Не имеет, нет, нашептывал здравый смысл.
Но сердце матери, в любви давшей жизнь ребенку, могло ли сердце примириться с этим?..
«Господи, — повторяла, как заклинание, Татьяна, — почему, зачем я жива?!»
Силы покидали ее, и мысли, точно сумеречные, лишенные резких очертаний тени, путались в голове, не находя разумного выхода из положения...
По нескольку раз на дню в палату заходила лечащий врач, сама потерявшая на войне мужа. Садилась возле кровати на табуретку, уговаривала Татьяну.
— Нельзя же так, милая. Нельзя!.. Пора возвращаться к полноценной жизни, а вы...
Она молчала, уставившись в потолок.
— Книжку бы взяли почитали. Ведь можете читать?..
Татьяна не отзывалась.
— Поверьте мне, милая. Я прекрасно понимаю вас... Ваше состояние не из легких, но вы же сильная, мужественная женщина! Почему вы не пишете писем?.. Хотите, я напишу, вы продиктуйте.
— У меня никого нет.
— Совсем никого? — сомневалась врач.
— Совсем.
— Не знаю, не знаю... Но если бы моя дочь...
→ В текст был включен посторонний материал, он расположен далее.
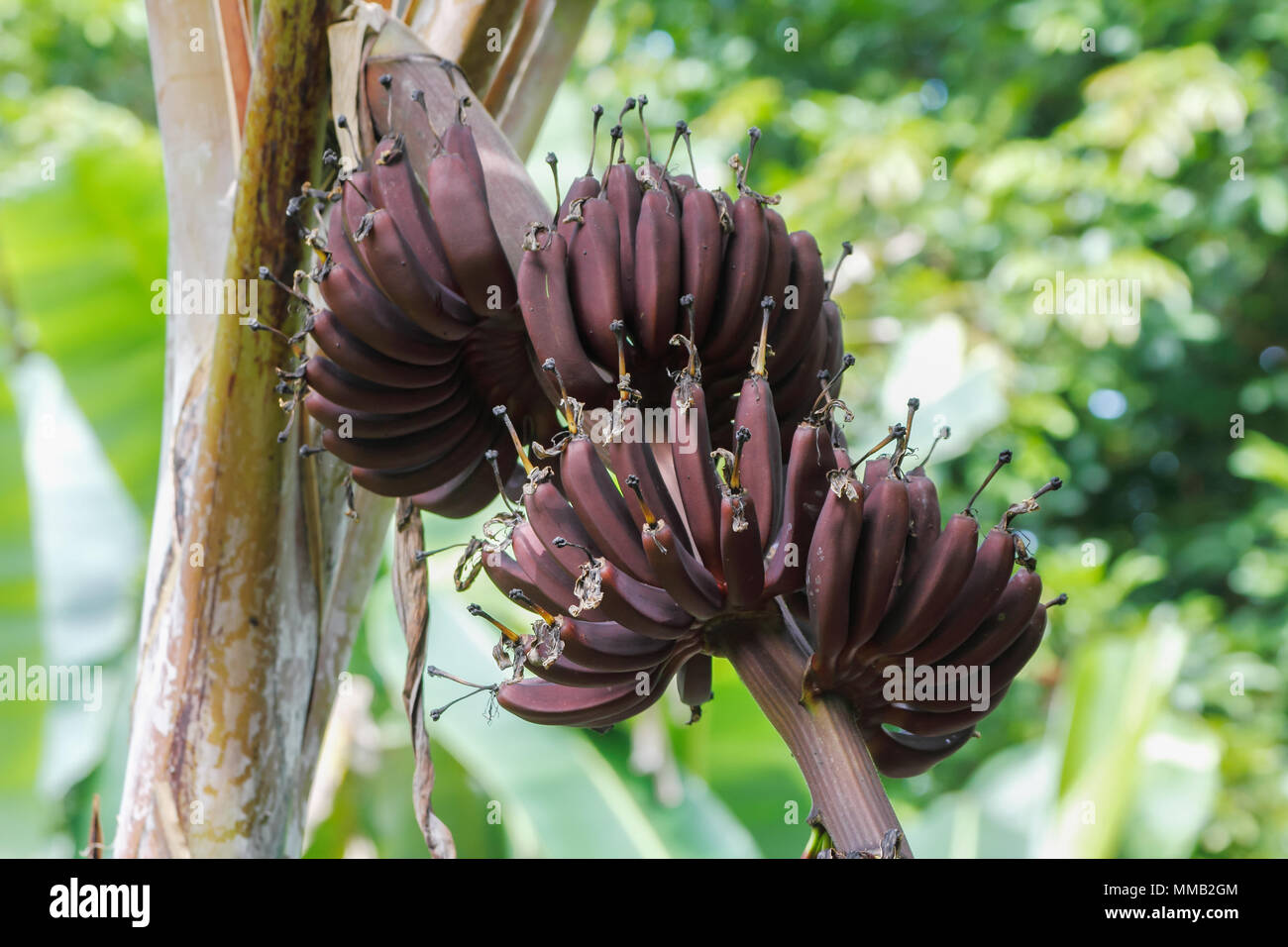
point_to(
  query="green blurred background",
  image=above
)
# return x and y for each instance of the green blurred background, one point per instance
(967, 150)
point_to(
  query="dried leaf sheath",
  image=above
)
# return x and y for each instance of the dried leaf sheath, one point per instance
(411, 599)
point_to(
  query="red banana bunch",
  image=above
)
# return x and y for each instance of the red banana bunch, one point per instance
(896, 592)
(626, 577)
(419, 333)
(625, 247)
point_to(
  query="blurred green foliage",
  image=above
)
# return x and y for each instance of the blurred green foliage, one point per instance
(969, 151)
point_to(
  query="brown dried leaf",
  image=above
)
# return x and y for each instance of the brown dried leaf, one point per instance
(411, 599)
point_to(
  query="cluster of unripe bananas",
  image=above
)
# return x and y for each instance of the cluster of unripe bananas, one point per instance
(434, 367)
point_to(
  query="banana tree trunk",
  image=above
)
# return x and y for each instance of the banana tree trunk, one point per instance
(257, 578)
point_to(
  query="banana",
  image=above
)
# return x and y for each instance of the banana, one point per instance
(583, 188)
(909, 755)
(365, 424)
(600, 508)
(700, 253)
(430, 475)
(394, 187)
(459, 141)
(548, 316)
(397, 272)
(406, 451)
(778, 265)
(926, 526)
(540, 565)
(639, 607)
(794, 331)
(657, 688)
(476, 489)
(697, 484)
(745, 263)
(609, 647)
(923, 602)
(885, 530)
(809, 462)
(368, 315)
(568, 673)
(763, 454)
(552, 518)
(694, 681)
(593, 278)
(540, 701)
(828, 573)
(622, 193)
(1006, 621)
(506, 574)
(984, 586)
(361, 360)
(681, 575)
(657, 273)
(741, 557)
(348, 389)
(473, 249)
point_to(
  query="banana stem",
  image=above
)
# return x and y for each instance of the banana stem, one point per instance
(849, 800)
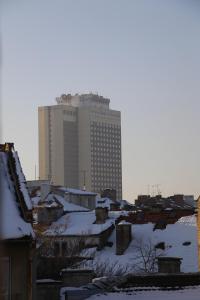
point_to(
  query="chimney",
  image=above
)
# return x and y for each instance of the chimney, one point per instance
(45, 189)
(123, 237)
(101, 215)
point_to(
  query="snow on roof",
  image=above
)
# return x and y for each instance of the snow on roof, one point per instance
(103, 202)
(80, 223)
(22, 181)
(77, 192)
(12, 224)
(123, 222)
(188, 293)
(53, 200)
(174, 236)
(68, 206)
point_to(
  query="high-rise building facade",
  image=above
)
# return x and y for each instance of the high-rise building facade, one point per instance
(80, 143)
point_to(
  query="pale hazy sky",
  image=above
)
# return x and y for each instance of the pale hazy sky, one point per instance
(142, 54)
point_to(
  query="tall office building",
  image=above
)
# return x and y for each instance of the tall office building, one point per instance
(80, 143)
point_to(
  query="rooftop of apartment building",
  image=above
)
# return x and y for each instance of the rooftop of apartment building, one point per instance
(83, 100)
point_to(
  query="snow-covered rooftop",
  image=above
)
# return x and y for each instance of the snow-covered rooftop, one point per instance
(76, 192)
(188, 293)
(180, 241)
(13, 225)
(52, 199)
(79, 224)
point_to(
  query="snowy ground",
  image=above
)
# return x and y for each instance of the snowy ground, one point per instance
(185, 230)
(192, 293)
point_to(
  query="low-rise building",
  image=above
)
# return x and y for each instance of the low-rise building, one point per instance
(18, 245)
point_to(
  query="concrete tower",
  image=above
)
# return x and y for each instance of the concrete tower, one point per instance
(80, 143)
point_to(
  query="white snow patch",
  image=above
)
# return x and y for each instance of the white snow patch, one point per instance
(12, 224)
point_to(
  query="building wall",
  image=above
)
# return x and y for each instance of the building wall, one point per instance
(21, 269)
(198, 230)
(80, 144)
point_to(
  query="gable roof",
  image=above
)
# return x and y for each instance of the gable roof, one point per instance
(16, 207)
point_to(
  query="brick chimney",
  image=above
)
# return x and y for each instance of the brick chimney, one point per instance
(101, 214)
(123, 236)
(45, 189)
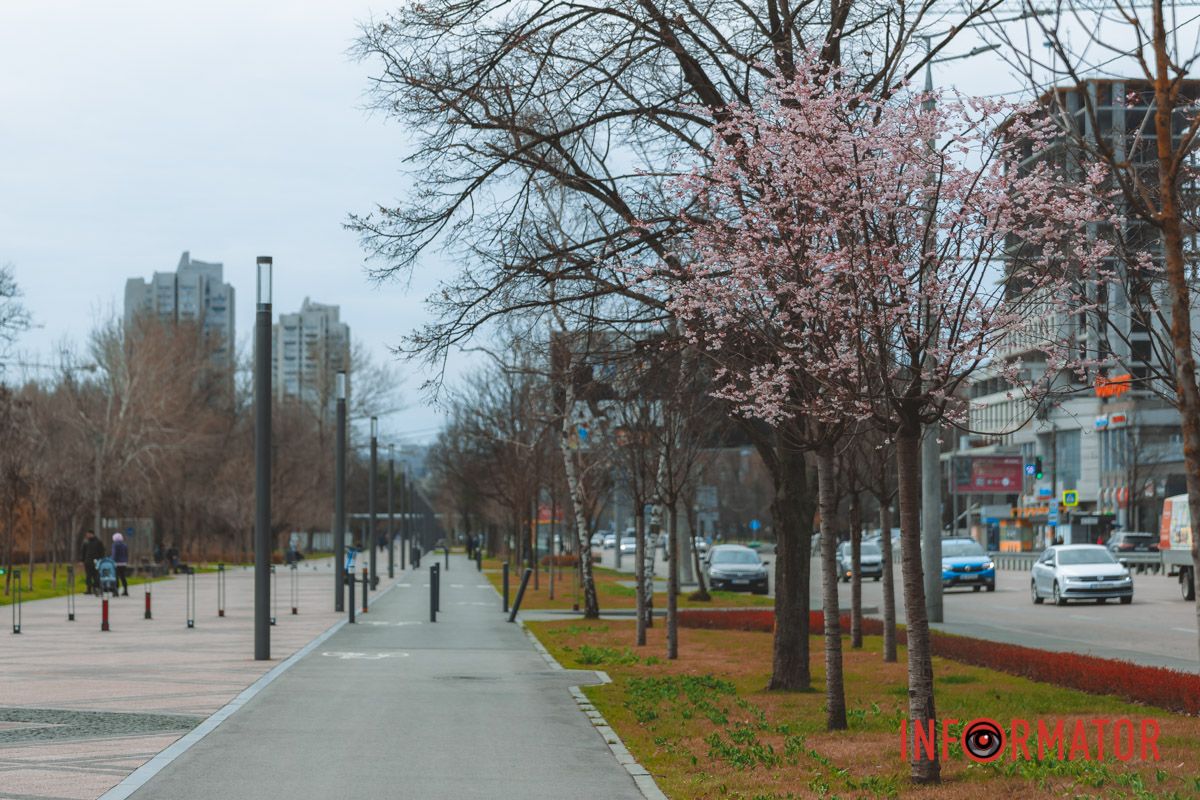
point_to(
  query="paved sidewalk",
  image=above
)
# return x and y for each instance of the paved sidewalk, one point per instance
(396, 707)
(81, 709)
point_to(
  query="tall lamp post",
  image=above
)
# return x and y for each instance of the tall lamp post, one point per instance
(391, 513)
(371, 493)
(340, 499)
(263, 463)
(403, 519)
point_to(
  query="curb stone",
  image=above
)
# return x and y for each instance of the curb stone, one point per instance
(642, 779)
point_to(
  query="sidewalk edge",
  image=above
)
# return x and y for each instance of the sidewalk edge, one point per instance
(642, 779)
(142, 775)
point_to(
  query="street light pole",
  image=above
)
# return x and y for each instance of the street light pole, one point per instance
(371, 493)
(391, 515)
(403, 521)
(340, 499)
(263, 463)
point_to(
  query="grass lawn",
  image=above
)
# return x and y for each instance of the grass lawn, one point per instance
(43, 585)
(610, 593)
(706, 727)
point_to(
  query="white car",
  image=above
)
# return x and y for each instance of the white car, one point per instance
(1080, 572)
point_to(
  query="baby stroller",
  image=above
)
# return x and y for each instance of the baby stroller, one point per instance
(106, 571)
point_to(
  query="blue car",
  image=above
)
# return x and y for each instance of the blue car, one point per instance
(966, 564)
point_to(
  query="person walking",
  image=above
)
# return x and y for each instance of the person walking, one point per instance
(93, 548)
(121, 558)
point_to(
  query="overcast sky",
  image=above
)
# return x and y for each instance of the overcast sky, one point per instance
(133, 130)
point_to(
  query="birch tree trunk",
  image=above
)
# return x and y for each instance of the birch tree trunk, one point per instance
(856, 576)
(889, 591)
(792, 513)
(673, 583)
(835, 692)
(640, 576)
(921, 662)
(1171, 226)
(591, 603)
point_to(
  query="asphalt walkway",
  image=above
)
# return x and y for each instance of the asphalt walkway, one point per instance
(396, 707)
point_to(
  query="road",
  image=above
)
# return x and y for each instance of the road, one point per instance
(1158, 629)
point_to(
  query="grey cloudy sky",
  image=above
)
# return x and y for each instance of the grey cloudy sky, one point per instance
(133, 130)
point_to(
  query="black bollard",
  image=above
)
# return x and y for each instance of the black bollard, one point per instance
(190, 589)
(505, 582)
(366, 588)
(70, 593)
(16, 601)
(433, 593)
(516, 606)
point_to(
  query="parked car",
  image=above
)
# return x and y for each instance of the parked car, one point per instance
(1079, 572)
(736, 567)
(870, 561)
(966, 564)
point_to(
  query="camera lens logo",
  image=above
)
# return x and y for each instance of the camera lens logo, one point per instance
(983, 740)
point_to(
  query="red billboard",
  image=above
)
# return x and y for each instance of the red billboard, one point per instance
(988, 474)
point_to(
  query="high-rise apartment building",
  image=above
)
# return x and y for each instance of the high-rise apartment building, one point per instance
(197, 293)
(1114, 444)
(311, 347)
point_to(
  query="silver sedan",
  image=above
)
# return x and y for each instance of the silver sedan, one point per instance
(1079, 572)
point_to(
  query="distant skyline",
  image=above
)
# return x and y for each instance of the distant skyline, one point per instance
(137, 130)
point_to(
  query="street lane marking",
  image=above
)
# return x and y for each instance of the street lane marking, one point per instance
(363, 656)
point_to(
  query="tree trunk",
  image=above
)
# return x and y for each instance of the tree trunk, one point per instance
(1171, 226)
(835, 693)
(925, 769)
(673, 583)
(856, 566)
(640, 577)
(701, 589)
(889, 591)
(792, 513)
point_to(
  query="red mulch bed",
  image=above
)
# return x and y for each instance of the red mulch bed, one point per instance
(1169, 689)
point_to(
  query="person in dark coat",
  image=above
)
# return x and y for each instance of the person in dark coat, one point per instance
(93, 548)
(121, 558)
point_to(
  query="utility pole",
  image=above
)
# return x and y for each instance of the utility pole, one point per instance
(371, 493)
(263, 463)
(340, 499)
(391, 515)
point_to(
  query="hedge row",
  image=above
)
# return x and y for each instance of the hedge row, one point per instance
(1168, 689)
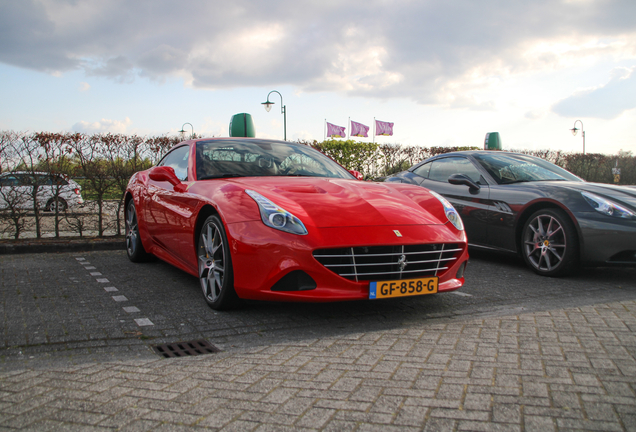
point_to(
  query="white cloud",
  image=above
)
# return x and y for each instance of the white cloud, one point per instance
(431, 52)
(102, 126)
(605, 102)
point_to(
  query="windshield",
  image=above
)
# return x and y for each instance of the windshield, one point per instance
(249, 158)
(515, 168)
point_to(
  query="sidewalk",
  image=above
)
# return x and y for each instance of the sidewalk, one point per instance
(61, 244)
(571, 369)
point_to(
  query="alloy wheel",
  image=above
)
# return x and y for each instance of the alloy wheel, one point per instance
(211, 261)
(545, 243)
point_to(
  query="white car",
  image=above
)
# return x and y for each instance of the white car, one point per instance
(53, 190)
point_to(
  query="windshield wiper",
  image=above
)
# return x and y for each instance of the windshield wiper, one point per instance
(224, 175)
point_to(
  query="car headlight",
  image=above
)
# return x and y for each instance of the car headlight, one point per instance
(607, 207)
(277, 217)
(450, 211)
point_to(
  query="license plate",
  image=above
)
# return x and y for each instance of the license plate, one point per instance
(403, 287)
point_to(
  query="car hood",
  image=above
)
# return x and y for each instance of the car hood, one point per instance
(326, 202)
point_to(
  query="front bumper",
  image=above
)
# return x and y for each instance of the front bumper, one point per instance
(259, 264)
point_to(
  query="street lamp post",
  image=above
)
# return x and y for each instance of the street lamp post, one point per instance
(183, 129)
(268, 106)
(575, 130)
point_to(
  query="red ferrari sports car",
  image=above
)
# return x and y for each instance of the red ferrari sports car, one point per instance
(272, 220)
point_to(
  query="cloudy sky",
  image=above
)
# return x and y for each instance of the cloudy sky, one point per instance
(445, 72)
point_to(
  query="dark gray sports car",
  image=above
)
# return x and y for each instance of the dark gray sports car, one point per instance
(523, 204)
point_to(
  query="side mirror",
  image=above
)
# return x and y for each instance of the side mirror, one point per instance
(358, 175)
(164, 173)
(458, 179)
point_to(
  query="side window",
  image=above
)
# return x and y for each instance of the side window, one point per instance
(8, 181)
(177, 159)
(422, 170)
(441, 169)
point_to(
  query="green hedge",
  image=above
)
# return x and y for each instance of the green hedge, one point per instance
(103, 163)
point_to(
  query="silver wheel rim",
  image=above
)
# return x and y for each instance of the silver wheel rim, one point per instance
(545, 243)
(132, 229)
(211, 262)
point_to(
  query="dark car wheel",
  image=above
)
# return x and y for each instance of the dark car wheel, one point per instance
(134, 247)
(550, 244)
(215, 266)
(58, 203)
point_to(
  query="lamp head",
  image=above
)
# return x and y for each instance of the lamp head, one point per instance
(267, 105)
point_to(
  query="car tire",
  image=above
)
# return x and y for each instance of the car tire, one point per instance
(56, 202)
(215, 266)
(134, 247)
(550, 244)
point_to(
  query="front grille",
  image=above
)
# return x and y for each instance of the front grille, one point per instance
(379, 263)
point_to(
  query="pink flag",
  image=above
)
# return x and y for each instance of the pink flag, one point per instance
(358, 129)
(383, 128)
(335, 131)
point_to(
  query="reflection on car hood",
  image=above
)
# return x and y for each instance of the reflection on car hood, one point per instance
(330, 202)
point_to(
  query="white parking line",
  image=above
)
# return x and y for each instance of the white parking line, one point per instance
(118, 298)
(143, 322)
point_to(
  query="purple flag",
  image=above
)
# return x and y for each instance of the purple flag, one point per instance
(335, 131)
(383, 128)
(358, 129)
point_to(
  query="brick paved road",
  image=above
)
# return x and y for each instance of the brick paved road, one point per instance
(514, 352)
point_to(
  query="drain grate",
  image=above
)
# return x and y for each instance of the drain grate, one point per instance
(185, 349)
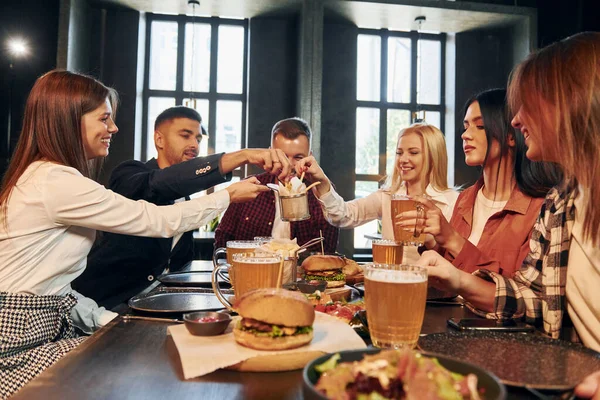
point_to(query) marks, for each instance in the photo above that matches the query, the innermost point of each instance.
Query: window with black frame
(400, 80)
(201, 63)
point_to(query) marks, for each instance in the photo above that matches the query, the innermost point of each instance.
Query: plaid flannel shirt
(537, 291)
(244, 221)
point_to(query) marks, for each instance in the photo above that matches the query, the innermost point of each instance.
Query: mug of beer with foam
(395, 298)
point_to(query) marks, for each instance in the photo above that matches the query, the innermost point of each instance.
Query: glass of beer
(395, 298)
(249, 271)
(402, 203)
(387, 252)
(234, 247)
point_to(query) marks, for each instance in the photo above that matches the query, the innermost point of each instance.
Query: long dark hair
(52, 125)
(557, 91)
(533, 178)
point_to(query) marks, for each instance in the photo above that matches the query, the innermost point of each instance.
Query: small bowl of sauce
(206, 323)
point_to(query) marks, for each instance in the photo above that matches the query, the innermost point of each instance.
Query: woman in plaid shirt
(555, 93)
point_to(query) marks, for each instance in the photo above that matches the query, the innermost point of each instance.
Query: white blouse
(378, 205)
(52, 218)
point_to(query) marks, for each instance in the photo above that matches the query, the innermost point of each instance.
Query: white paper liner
(201, 355)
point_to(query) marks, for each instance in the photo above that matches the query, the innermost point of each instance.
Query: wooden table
(137, 360)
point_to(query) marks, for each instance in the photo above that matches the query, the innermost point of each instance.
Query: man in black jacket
(120, 266)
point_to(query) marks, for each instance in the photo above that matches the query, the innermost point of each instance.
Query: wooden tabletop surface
(136, 359)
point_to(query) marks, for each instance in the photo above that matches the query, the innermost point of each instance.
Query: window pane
(364, 189)
(202, 108)
(197, 80)
(156, 105)
(229, 126)
(163, 55)
(398, 70)
(368, 75)
(429, 77)
(367, 141)
(396, 120)
(433, 118)
(230, 61)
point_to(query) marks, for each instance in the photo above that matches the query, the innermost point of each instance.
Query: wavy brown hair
(52, 126)
(557, 93)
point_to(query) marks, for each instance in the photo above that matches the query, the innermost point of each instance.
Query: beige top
(583, 281)
(482, 211)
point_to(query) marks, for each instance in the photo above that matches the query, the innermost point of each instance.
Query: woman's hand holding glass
(435, 224)
(442, 274)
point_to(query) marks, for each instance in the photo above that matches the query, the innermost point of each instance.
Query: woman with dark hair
(50, 210)
(492, 220)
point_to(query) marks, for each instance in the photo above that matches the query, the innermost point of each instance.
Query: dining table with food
(256, 325)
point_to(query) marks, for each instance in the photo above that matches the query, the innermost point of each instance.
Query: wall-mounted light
(17, 47)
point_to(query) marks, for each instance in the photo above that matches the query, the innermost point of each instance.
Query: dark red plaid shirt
(244, 221)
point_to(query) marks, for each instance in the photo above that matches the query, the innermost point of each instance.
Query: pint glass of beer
(247, 272)
(395, 298)
(402, 203)
(387, 252)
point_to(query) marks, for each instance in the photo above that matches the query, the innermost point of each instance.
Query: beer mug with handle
(233, 247)
(247, 272)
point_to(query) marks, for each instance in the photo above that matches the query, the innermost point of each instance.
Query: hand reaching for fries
(312, 173)
(295, 186)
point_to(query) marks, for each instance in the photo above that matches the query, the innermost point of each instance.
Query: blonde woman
(421, 167)
(492, 221)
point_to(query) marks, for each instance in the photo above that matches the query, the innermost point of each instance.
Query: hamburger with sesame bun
(273, 319)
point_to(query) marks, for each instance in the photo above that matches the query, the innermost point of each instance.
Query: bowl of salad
(374, 374)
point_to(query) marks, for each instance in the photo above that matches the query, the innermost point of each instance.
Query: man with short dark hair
(120, 266)
(261, 217)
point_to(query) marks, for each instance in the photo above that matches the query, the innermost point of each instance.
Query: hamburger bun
(323, 263)
(351, 267)
(276, 307)
(335, 284)
(252, 341)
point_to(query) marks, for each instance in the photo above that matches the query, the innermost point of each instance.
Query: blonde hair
(435, 158)
(557, 93)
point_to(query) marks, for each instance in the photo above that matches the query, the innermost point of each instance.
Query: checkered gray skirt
(35, 331)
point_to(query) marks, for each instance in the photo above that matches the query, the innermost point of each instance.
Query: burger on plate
(274, 319)
(325, 268)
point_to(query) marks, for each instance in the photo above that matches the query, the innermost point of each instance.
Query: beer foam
(249, 244)
(389, 243)
(258, 260)
(395, 276)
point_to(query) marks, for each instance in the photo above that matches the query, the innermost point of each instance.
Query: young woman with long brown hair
(555, 94)
(50, 209)
(492, 220)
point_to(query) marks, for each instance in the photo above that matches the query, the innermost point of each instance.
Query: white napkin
(201, 355)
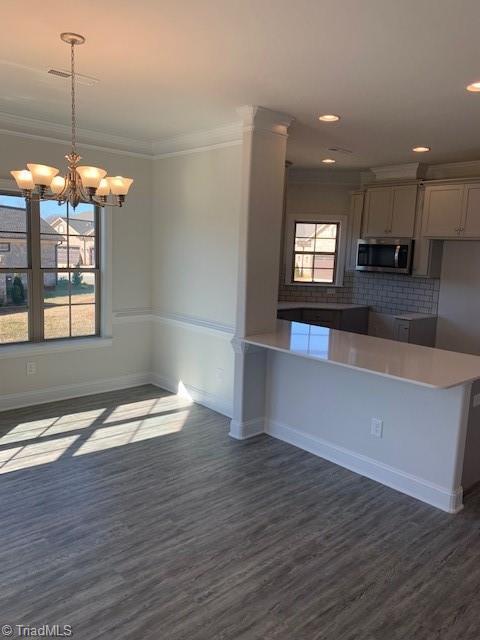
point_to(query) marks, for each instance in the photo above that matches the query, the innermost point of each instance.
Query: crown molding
(225, 135)
(327, 177)
(470, 169)
(54, 132)
(408, 171)
(205, 140)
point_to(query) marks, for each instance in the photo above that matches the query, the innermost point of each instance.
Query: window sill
(54, 346)
(317, 285)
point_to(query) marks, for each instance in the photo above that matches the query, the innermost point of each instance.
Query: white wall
(304, 197)
(129, 354)
(328, 410)
(458, 326)
(195, 231)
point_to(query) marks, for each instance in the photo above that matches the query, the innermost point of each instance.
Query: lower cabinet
(353, 319)
(416, 330)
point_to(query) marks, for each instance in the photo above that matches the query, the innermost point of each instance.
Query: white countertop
(334, 306)
(403, 361)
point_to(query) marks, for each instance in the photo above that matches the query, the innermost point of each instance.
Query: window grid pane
(46, 293)
(70, 300)
(315, 252)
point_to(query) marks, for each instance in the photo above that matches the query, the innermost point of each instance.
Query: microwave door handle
(397, 253)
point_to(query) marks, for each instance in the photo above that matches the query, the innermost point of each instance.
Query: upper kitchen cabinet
(452, 211)
(443, 210)
(390, 211)
(470, 226)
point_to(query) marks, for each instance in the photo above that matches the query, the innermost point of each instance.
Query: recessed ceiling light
(474, 87)
(329, 117)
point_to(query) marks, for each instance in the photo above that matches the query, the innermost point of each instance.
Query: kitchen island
(395, 412)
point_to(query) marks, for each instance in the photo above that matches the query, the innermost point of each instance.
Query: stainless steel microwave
(390, 255)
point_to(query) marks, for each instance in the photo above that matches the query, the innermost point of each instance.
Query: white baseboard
(76, 390)
(247, 429)
(200, 396)
(423, 490)
(66, 391)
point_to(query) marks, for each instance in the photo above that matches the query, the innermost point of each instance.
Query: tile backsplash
(383, 292)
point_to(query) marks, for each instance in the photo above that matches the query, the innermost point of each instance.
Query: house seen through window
(315, 252)
(49, 270)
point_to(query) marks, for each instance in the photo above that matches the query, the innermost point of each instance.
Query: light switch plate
(31, 368)
(376, 428)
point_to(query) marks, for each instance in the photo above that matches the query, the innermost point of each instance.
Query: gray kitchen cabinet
(416, 329)
(354, 319)
(390, 211)
(470, 226)
(378, 210)
(443, 210)
(452, 211)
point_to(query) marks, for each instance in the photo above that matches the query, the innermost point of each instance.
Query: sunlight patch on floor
(51, 426)
(32, 455)
(133, 431)
(147, 407)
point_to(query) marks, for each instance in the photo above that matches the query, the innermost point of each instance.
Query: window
(315, 250)
(49, 279)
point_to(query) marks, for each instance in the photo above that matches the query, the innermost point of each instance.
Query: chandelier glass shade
(81, 183)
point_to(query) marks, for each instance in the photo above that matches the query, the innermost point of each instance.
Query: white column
(263, 173)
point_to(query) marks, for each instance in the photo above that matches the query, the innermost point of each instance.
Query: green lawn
(14, 320)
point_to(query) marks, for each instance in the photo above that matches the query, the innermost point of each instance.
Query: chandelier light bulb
(57, 185)
(103, 188)
(91, 176)
(24, 179)
(119, 185)
(80, 183)
(42, 174)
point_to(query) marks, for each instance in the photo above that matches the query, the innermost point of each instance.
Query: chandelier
(81, 183)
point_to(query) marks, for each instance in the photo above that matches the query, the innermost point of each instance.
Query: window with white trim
(50, 278)
(315, 250)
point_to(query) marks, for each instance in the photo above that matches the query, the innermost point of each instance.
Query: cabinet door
(403, 211)
(443, 210)
(401, 330)
(378, 210)
(470, 227)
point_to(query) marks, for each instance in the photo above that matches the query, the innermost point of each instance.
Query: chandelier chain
(74, 120)
(80, 183)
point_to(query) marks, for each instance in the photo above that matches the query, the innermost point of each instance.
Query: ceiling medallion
(81, 183)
— Оставьте, пожалуйста, меня.
— Хорошо, я ухожу. Тут пионеры пришли, наши шефы...
— Я никого не хочу видеть.
Единственное, что позволяла Татьяна, — приносить цветы. Бог знает, откуда они брались — стояла поздняя осень уже, — но цветов всегда в палате было много, и оттого, должно быть, ей временами казалось, что она лежит в гробу. От этой дикой мысли — странно даже — делалось как-то спокойно, хорошо, потому что со смертью, думала Татьяна, решились бы сами собою все трудные вопросы, какие так или иначе, в. скором или далеком будущем, но решать предстояло ей. Впрочем, особенно далеко она не заглядывала. Мало ли что могло случиться завтра, послезавтра...
Однако и это не приносило облегчения.
Приходила бессонная ночь, слабая настольная лампа, стоявшая на тумбочке, мертвенным светом высвечивала маленькое окружие возле койки, отчего палата, вообще-то узкая и длинная, уменьшалась в размерах, делаясь как бы овальной, — углы оставались темными, таинственными, — и тогда вновь и вновь возвращались тягостные, мучительные мысли о будущем, в котором не было места для нее...
За окном, которое едва угадывалось в темноте, все чаще свирепствовал ветер, бросая в стекла потоки дождевой воды. Потом, как-то незаметно, дожди сменились снегом, увяли последние цветы — Татьяна не видела, когда их вынесли, — хоть и медленно, но затягивались, заживлялись раны на теле, утихала телесная боль, но по-прежнему ныла, оставаясь открытой и беззащитной, боль в душе...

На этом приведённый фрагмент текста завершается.